# Moving to Germany!



## Überling (Mar 18, 2021)

Hello all. Does anyone here have the experience of being a US citizen who married a German citizen and moved to Germany? I ask because I married a German woman a few months ago, we took a trip to Germany as part of our honeymoon, and we fell in love with the place and have decided to move there. While I've found various links detailing the procedure for obtaining residency, I'm hoping to find some sort of agent or advocate who specializes in helping US citizens move to Germany. I'm specifically looking for someone who knows the questions to ask and problems to watch out for, who can help us navigate the bureaucracy, and who ensures what needs doing gets done in a timely manner. Does such a person exist? 

Some help on this matter would be greatly appreciated.


----------



## ALKB (Jan 20, 2012)

Überling said:


> Hello all. Does anyone here have the experience of being a US citizen who married a German citizen and moved to Germany? I ask because I married a German woman a few months ago, we took a trip to Germany as part of our honeymoon, and we fell in love with the place and have decided to move there. While I've found various links detailing the procedure for obtaining residency, I'm hoping to find some sort of agent or advocate who specializes in helping US citizens move to Germany. I'm specifically looking for someone who knows the questions to ask and problems to watch out for, who can help us navigate the bureaucracy, and who ensures what needs doing gets done in a timely manner. Does such a person exist?
> 
> Some help on this matter would be greatly appreciated.

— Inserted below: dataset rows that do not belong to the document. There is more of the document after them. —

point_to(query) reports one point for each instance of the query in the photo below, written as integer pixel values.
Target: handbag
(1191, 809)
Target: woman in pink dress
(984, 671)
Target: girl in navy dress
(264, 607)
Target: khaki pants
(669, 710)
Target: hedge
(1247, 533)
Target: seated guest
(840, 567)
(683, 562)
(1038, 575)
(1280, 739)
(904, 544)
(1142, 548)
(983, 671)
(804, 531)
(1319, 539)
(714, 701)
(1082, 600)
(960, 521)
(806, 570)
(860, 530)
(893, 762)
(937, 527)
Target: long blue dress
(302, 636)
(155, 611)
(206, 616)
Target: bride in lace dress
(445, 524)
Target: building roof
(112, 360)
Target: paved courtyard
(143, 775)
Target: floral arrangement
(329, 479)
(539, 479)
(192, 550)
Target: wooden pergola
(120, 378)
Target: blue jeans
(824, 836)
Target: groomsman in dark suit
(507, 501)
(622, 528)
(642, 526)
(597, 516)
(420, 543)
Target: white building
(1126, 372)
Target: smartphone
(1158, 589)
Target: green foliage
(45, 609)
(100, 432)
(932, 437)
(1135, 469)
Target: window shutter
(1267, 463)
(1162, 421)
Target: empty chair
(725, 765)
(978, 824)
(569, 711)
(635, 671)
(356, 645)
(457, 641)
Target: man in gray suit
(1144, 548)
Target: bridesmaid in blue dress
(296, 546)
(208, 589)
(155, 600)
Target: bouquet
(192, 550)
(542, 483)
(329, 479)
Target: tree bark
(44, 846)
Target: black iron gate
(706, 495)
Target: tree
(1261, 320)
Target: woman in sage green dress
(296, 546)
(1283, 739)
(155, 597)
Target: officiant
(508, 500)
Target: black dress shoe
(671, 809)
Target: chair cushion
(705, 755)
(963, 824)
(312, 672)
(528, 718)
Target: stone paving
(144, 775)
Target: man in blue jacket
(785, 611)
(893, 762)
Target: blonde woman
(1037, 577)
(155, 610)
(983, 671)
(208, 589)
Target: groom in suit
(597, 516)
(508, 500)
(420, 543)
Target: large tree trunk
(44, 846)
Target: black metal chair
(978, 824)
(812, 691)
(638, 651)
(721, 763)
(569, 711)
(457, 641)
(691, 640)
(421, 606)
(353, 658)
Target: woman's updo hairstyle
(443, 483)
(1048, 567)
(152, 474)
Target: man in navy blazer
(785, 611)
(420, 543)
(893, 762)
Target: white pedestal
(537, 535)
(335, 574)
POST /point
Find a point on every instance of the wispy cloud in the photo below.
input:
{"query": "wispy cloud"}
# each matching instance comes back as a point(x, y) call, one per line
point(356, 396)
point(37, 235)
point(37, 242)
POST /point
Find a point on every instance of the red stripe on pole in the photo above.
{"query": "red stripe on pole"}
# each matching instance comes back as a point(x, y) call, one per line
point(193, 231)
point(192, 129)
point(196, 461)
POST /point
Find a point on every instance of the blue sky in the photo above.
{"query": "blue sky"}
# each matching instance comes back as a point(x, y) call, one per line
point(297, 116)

Getting a spouse residence permit is comparatively painless in Germany.

You need a place to stay (where you are registered at), adequate means to support yourself and German health insurance - your wife may have an opinion on which provider she prefers.

As a citizen of one of the privileged countries you can arrive in Germany and apply for a residence permit in-country at the local immigration department (Ausländerbehörde). Depending on where you will move, you may need to make an appointment online well beforehand.

There are paid-for relocation consultants you can hire to assist with all of it. Just do a search on 'relocation service' and the region you want to move to. Most agencies deal with the big cities, though.

I hear that opening a bank account can be tricky for Americans because of American reporting laws or whatnot.


----------



## Überling (Mar 18, 2021)

ALKB said:


> Getting a spouse residence permit is comparatively painless in Germany.
> 
> You need a place to stay (where you are registered at), adequate means to support yourself and German health insurance - your wife may have an opinion on which provider she prefers.
> 
> ...


That’s encouraging and helpful. Thanks!


----------